Waldo listened to these arguments and nodded sagely, and smiled inwardly.
If ever there was a surefire recipe for banking disaster, it was to borrow
short and lend long."
A book reviewer at the New York Times described "Ropespinner" as "a sophisticated
piece of work - the story generates plenty of tension, and it is anchored in
a series of well-documented and well-described settings."
It is a parable of our era and a more timely read now than in 1987. As far
as plausibility goes, it's not too far off the mark.
Innovative banking always seems to go with experiments in currency. It's fascinating
that there are two different views on arbitrary expansion of currency.

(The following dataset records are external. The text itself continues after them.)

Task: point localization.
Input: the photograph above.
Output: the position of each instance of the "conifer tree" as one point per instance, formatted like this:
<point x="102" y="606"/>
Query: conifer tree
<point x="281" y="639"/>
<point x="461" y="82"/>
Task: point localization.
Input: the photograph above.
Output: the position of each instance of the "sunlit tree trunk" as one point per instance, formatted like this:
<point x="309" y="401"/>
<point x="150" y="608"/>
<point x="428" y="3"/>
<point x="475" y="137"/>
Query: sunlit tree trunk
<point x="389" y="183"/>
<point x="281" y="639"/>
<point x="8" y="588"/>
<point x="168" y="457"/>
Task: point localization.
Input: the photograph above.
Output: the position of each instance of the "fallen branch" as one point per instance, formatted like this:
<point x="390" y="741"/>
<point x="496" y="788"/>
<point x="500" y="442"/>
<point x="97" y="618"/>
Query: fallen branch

Orthodoxy
claims that it is an essential tool of policy making but military intelligence
has used it for destructive purposes.
The Brits have been masters of "war by other than gentlemanly means". In order
to destabilize the colonial economy, the British, during the American War of
Independence, invidiously introduced huge amounts of counterfeit colonial currency.

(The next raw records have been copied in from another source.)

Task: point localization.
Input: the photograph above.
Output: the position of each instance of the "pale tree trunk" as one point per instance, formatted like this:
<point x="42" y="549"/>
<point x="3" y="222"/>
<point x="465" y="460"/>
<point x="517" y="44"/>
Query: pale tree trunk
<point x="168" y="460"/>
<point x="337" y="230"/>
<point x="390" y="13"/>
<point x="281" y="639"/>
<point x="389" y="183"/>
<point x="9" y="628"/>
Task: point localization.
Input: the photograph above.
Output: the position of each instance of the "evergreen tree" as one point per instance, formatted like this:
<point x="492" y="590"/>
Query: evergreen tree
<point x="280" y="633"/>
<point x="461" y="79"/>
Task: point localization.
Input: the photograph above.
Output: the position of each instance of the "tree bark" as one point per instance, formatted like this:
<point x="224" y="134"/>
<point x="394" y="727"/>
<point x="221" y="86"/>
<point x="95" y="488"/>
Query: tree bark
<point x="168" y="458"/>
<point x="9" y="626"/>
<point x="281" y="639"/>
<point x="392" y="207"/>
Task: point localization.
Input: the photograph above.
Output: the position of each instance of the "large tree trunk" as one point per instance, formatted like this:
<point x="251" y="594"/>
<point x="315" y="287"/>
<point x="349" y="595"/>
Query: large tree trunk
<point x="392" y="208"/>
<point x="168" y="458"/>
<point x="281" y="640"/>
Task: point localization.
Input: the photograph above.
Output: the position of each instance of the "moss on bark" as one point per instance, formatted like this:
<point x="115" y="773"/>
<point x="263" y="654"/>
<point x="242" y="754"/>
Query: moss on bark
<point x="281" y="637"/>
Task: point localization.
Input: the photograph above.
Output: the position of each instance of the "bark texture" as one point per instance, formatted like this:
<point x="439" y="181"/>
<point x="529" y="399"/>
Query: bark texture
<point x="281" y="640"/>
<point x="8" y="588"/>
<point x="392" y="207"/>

American inflation was sufficient to raise short interest rates to 10,000%.
At other times inordinate amounts of currency were clandestinely introduced
into an enemy's country with hopes of destabilizing their economy and ability
to fund their war effort.
It was done during World War II as well as to Argentina during the Falklands
War in 1982.
In the post-bubble contraction of the early 1980's two Wall Street economists,
nicknamed by the street as "Dr. Death" and "Dr. Doom", were pleading that the
Fed should "open the taps" or something worse would happen.
Obviously the understanding of credit/currency expansion by spooks in intelligence
is vastly different to that of academics and Wall Street economists.
The fictional Waldo, Mallory, and the KGB controller would be pleased with
today's "new" banking practices.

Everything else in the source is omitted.